We don't know where the information came from. There have been reports that the fake names came from a "trusted" source; there's been speculation that someone at a competing news organization - or even a current or former KTVU staffer - could have provided the names. We don't know because KTVU hasn't said.

We don't know how the fake names came into the newsroom or who first handled the information. Did someone make a phone call? If so, who answered the phone? Were the names sent by email? If so, who got the email? Were the names faxed? Maybe texted? Who saw them first? We don't know because KTVU hasn't said.

Once the fake names were introduced to the station, what happened? What did the person who first got the names do next? We know that, at some point, someone called the NTSB. We know that, at some point, someone put the names onto a fullscreen graphic. We know that, at some point, someone wrote a script for the anchor to read. But, exactly how did the names get from source to screen? How many people "touched" this story before it made air? We don't know because KTVU hasn't said.
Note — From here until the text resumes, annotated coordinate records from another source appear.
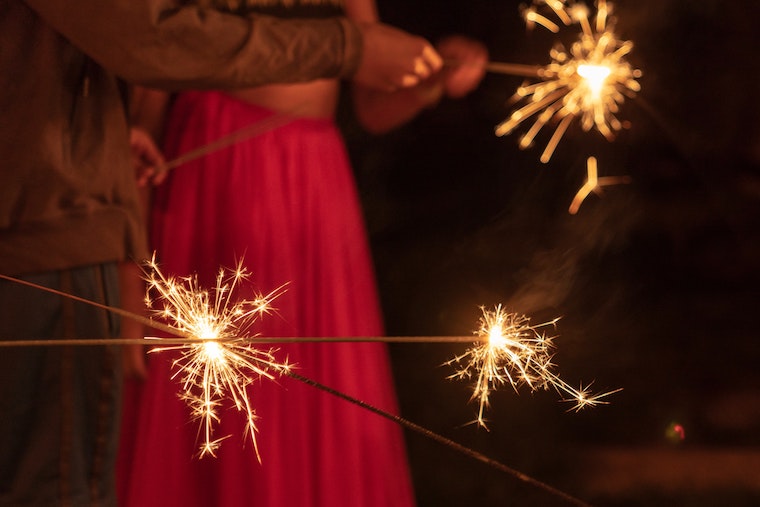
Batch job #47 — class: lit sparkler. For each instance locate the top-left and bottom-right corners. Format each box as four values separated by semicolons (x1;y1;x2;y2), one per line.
496;0;641;163
447;305;619;427
146;259;291;461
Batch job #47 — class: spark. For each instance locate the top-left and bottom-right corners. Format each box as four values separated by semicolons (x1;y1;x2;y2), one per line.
567;157;631;215
145;257;291;461
447;305;619;427
495;0;641;163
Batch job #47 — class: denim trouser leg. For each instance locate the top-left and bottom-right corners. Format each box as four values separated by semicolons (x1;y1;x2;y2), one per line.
0;264;121;507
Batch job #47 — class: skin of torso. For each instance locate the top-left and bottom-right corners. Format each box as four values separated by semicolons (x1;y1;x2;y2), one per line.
227;79;340;118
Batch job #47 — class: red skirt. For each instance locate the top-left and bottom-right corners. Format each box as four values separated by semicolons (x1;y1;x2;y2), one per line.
118;92;414;507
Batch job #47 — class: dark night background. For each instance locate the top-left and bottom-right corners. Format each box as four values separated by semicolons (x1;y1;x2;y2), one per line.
342;0;760;507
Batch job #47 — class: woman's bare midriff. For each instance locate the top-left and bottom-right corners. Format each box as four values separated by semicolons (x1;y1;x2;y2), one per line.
226;80;340;118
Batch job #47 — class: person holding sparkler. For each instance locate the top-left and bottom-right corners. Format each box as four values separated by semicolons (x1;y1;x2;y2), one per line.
0;0;452;507
121;0;488;507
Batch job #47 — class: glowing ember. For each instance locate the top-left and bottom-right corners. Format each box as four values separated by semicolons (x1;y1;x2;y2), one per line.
496;0;641;163
447;305;619;427
146;259;290;460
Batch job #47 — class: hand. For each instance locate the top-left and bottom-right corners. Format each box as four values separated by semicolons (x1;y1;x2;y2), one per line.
436;35;488;99
129;127;166;187
354;23;443;92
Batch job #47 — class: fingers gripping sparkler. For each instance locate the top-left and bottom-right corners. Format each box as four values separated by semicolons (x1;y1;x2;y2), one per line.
447;305;619;427
492;0;641;163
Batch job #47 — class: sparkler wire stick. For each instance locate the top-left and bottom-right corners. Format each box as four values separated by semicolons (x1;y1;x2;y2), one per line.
443;59;552;77
0;336;498;347
283;370;589;507
486;62;552;77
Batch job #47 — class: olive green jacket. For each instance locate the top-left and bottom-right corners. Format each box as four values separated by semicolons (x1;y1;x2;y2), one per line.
0;0;361;275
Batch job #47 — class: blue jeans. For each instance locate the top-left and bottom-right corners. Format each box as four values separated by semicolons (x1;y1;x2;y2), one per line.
0;264;121;507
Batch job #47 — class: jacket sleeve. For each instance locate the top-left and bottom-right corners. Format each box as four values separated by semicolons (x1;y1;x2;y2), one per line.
26;0;362;90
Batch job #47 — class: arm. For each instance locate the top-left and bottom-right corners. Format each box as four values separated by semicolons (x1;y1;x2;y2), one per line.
353;36;488;134
346;0;488;134
27;0;440;90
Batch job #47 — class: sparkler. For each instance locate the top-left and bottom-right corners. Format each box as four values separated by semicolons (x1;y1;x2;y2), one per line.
447;305;620;427
494;0;641;163
0;276;604;506
141;258;291;461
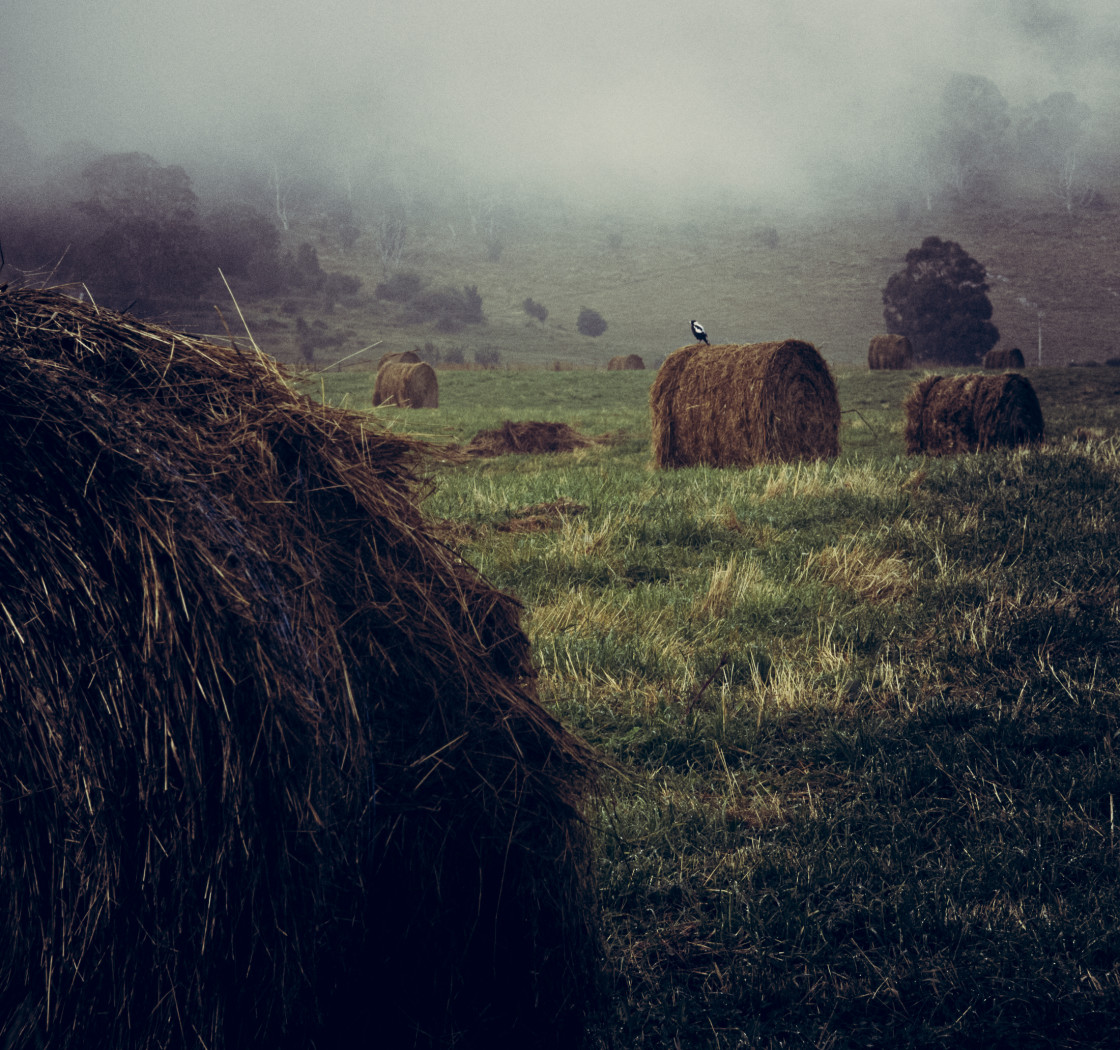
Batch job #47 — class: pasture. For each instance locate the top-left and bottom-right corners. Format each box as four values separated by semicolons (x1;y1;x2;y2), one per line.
324;368;1120;1050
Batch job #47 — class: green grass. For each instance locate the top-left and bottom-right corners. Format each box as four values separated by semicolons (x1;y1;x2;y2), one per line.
324;368;1120;1048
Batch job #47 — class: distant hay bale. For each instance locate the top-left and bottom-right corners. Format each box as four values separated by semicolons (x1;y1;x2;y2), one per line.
983;346;1026;369
867;335;914;371
650;339;840;468
903;372;1044;456
377;350;420;368
607;354;645;372
0;291;601;1050
466;420;591;456
373;362;439;409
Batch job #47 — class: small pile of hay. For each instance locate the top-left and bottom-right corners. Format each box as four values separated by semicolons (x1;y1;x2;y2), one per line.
650;339;840;468
903;372;1044;456
607;354;645;372
466;420;592;456
497;496;587;533
983;346;1026;369
867;335;914;371
373;360;439;409
0;291;600;1050
377;350;420;368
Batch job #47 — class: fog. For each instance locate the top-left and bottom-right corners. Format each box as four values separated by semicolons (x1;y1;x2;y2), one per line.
0;0;1120;207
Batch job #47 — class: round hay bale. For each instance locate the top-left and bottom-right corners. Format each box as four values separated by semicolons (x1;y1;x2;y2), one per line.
377;350;420;368
607;354;645;372
650;339;840;468
903;372;1044;456
983;346;1026;369
0;291;600;1050
373;362;439;409
867;335;914;371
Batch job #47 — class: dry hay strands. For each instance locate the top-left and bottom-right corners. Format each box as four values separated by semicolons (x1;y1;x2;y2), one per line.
0;291;600;1050
607;354;645;372
373;360;439;409
377;350;420;368
466;420;594;456
867;335;914;371
650;339;840;468
983;346;1026;369
903;372;1044;456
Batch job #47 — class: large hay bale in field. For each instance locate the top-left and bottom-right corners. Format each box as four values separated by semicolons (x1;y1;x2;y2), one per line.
607;354;645;372
983;346;1026;369
650;339;840;468
377;350;420;368
0;291;600;1050
373;362;439;409
903;372;1044;456
867;335;914;371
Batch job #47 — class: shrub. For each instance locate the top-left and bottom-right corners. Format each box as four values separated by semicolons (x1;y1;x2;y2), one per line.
475;346;502;368
576;307;607;337
521;297;549;324
373;270;427;302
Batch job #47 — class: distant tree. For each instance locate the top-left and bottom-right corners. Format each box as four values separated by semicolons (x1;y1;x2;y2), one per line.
521;296;549;324
576;307;607;336
76;147;211;298
927;74;1011;197
883;237;999;365
1016;91;1092;212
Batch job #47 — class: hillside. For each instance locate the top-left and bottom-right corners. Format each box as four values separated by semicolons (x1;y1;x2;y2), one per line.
236;190;1120;367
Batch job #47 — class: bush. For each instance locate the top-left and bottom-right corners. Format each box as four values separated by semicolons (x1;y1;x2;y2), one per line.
373;270;427;302
475;346;502;368
576;307;607;337
521;298;549;324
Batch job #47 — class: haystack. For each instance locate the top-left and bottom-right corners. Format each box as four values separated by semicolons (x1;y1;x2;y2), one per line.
0;291;599;1050
650;339;840;468
377;350;420;368
466;420;591;456
607;354;645;372
983;346;1026;369
373;362;439;409
903;372;1044;456
867;335;914;371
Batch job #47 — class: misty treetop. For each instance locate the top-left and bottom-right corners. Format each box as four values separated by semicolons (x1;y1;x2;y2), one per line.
883;237;999;366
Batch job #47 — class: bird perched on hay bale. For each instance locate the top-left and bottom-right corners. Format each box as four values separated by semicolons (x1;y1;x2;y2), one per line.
867;335;914;371
650;339;840;468
373;360;439;409
0;291;599;1050
903;372;1044;456
607;354;645;372
983;346;1026;371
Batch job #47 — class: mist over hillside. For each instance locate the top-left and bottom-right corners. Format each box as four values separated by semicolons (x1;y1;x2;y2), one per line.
0;0;1120;364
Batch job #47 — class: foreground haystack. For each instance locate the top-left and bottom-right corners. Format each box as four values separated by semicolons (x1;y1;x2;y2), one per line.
983;346;1026;369
867;335;914;371
0;292;597;1050
607;354;645;372
373;362;439;409
903;372;1044;456
650;339;840;468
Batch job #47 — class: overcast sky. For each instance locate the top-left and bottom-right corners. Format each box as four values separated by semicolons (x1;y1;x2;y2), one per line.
0;0;1120;199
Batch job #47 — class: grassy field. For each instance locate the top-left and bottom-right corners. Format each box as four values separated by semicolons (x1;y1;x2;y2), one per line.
249;187;1120;368
321;368;1120;1048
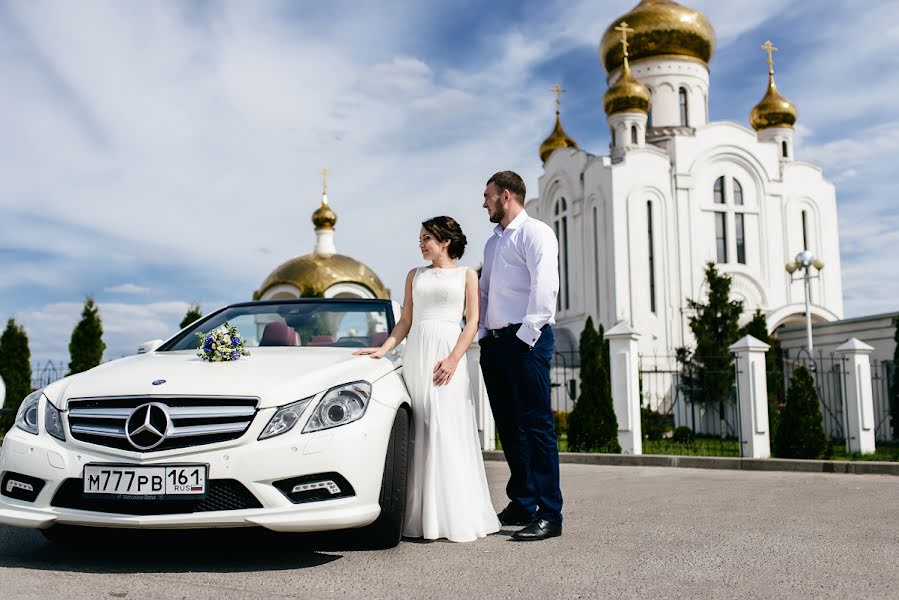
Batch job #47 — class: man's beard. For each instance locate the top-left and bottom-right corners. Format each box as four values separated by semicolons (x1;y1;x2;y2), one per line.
490;205;506;223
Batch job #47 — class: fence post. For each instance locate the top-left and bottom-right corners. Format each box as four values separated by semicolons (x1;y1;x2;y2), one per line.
465;342;496;450
728;335;771;458
836;338;874;454
606;323;643;454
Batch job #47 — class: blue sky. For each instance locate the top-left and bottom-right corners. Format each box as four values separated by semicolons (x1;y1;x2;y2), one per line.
0;0;899;360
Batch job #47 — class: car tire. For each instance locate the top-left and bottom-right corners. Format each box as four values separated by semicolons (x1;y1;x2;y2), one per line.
361;408;410;549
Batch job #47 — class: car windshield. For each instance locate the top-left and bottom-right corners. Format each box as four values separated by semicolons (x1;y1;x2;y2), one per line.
157;300;392;352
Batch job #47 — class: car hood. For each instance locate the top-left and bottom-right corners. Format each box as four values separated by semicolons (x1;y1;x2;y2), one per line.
45;348;399;408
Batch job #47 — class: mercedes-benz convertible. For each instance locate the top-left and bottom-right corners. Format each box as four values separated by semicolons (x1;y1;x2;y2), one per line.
0;299;411;547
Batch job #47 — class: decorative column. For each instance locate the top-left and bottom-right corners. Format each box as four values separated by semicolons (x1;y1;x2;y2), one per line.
465;342;496;450
836;338;874;454
728;335;771;458
606;323;643;454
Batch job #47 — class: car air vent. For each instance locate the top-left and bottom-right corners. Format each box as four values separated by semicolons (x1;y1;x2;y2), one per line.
66;395;259;452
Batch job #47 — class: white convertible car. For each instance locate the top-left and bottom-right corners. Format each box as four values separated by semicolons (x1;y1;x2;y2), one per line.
0;299;411;547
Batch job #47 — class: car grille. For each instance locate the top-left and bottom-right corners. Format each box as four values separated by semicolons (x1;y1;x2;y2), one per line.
51;477;262;515
68;396;259;452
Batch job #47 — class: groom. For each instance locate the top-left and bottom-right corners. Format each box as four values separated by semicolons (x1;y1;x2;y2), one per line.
478;171;562;541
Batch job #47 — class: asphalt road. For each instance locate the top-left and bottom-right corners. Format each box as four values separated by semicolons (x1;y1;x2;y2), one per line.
0;462;899;600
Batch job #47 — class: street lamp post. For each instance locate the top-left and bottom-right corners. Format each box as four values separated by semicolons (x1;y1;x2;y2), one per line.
785;250;824;355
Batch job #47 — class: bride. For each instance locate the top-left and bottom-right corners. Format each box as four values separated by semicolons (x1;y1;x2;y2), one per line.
355;217;500;542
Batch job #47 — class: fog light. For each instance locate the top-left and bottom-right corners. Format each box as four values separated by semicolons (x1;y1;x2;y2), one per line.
0;471;45;502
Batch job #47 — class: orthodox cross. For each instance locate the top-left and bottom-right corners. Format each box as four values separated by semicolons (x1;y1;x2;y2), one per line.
549;83;568;111
321;167;331;194
762;40;777;75
615;21;634;58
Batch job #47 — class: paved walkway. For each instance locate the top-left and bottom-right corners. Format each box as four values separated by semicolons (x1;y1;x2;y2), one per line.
0;462;899;599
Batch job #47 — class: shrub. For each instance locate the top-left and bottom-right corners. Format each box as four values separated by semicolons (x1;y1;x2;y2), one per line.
774;367;830;458
671;425;696;446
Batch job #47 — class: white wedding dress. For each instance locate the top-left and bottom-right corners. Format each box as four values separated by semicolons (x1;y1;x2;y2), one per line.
403;267;500;542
We don't know what the intern at the NTSB was thinking when he "confirmed" names that a) he had no business confirming; and b) he couldn't possibly know were right. Just what did KTVU say when he answered the phone? Just what did he say? We don't know because neither he, the NTSB, nor KTVU has said.

We don't know how these fake names could have possibly made it to air without anyone saying them out loud and/or hearing them said out loud. That's basically what KTVU is asking us to believe, but we don't know how that happened because KTVU hasn't said.

KTVU may have apologized, but an apology falls far short of explaining exactly how this happened.

If there's any good to come of this, it's that many other news organizations are reviewing their own policies and procedures to make sure that what happened to KTVU doesn't happen to them.